Implement a URL routing matcher that supports adding route patterns and matching request paths, using a trie (prefix tree) as the core data structure. Paths are split into /-delimited segments. Support static segments (e.g., /a/b/c) and a single-segment wildcard * that matches exactly one segment (e.g., /a/*/c).

Design and implement the following:

  1. APIs. Provide addRoute(pattern, handler) , removeRoute(pattern) , and match(path) -> (matchedHandler, matchedPattern) . Routes must be addable and removable at runtime.
  2. Wildcard matching. * matches exactly one path segment. For example, /a/*/c matches /a/x/c and /a/y/c but not /a/c or /a/x/y/c .
  3. Precedence rules. Define and implement deterministic precedence when multiple registered patterns could match a path — for example, prefer a more specific (static) match over a wildcard match.
  4. Complexity. Analyze the time and space complexity of insertion, removal, and lookup.
  5. Concurrency. Explain strategies for making the structure thread-safe when reads and writes (route add/remove) happen concurrently.
  6. Tests. Provide unit tests covering edge cases such as leading/trailing slashes, the root path / , duplicate routes, and overlapping wildcard patterns.

Constraints & Assumptions

  • Preserve the scope, facts, inputs, and requested outputs from the prompt above.
  • If the prompt leaves a detail unspecified, state a reasonable assumption before relying on it.
  • Keep the answer interview-ready: concise enough to present, but concrete enough to implement or evaluate.

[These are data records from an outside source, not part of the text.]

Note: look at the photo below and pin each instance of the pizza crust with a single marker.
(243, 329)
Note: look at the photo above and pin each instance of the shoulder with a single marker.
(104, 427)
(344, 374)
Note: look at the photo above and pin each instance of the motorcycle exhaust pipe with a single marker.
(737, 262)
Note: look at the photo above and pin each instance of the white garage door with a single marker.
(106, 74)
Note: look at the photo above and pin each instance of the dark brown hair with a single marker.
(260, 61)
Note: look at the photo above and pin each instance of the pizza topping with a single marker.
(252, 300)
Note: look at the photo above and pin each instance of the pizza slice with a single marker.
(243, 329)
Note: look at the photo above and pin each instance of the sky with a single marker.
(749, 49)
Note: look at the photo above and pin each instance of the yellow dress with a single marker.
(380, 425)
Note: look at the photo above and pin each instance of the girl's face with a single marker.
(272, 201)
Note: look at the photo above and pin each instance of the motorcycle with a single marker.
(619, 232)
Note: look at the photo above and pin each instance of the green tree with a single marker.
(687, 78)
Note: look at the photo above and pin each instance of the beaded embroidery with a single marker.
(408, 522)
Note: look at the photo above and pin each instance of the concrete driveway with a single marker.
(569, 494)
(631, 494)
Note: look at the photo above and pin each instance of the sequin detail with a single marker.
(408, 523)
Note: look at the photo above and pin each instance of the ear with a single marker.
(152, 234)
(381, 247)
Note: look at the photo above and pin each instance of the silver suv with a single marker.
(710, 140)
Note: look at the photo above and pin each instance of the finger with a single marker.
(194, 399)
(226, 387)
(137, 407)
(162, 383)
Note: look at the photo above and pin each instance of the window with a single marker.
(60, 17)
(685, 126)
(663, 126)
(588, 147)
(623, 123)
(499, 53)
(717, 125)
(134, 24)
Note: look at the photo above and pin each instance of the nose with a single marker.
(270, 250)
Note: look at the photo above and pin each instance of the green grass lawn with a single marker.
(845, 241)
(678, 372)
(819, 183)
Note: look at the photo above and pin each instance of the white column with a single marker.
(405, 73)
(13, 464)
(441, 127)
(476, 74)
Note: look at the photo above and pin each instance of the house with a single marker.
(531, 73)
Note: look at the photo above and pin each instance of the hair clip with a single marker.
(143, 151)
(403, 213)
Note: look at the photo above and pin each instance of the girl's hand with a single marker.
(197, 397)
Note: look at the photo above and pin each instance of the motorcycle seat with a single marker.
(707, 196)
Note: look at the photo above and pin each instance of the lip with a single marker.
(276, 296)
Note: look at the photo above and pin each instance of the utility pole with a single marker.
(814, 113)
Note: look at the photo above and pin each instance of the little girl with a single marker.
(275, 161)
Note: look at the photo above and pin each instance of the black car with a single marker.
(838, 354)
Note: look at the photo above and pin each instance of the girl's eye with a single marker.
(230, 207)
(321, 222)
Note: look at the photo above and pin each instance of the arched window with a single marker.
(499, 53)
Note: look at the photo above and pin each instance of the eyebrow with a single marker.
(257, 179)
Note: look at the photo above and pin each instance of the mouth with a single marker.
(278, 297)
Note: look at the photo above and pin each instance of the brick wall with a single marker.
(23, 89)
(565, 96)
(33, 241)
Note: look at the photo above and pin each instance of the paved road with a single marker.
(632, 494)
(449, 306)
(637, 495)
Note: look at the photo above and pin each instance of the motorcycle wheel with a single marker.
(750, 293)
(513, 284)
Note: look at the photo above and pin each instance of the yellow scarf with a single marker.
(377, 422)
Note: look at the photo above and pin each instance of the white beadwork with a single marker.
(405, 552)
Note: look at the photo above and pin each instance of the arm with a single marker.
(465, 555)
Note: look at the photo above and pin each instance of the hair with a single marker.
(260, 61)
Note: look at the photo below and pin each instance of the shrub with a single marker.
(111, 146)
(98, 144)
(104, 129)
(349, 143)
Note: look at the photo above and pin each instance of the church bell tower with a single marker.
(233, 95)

Clarifying Questions to Ask

  • Clarify input sizes, value ranges, mutability, return format, and tie-breaking.
  • State the target time and space complexity before coding.
  • Call out edge cases such as empty inputs, duplicates, invalid values, overflow, and boundary sizes.

What a Strong Answer Covers

  • A clear algorithm with the right data structures and enough pseudocode or code-level detail to implement it.
  • A correctness argument that explains why the algorithm covers all required cases.
  • Time and space complexity, plus at least one alternative approach when relevant.
  • Focused tests for normal cases, edge cases, and failure modes.

Follow-up Questions

  • How would the approach change if the input were streaming or too large for memory?
  • What invariants would you assert in production code?
  • Which tests would catch off-by-one, duplicate, or tie-breaking bugs?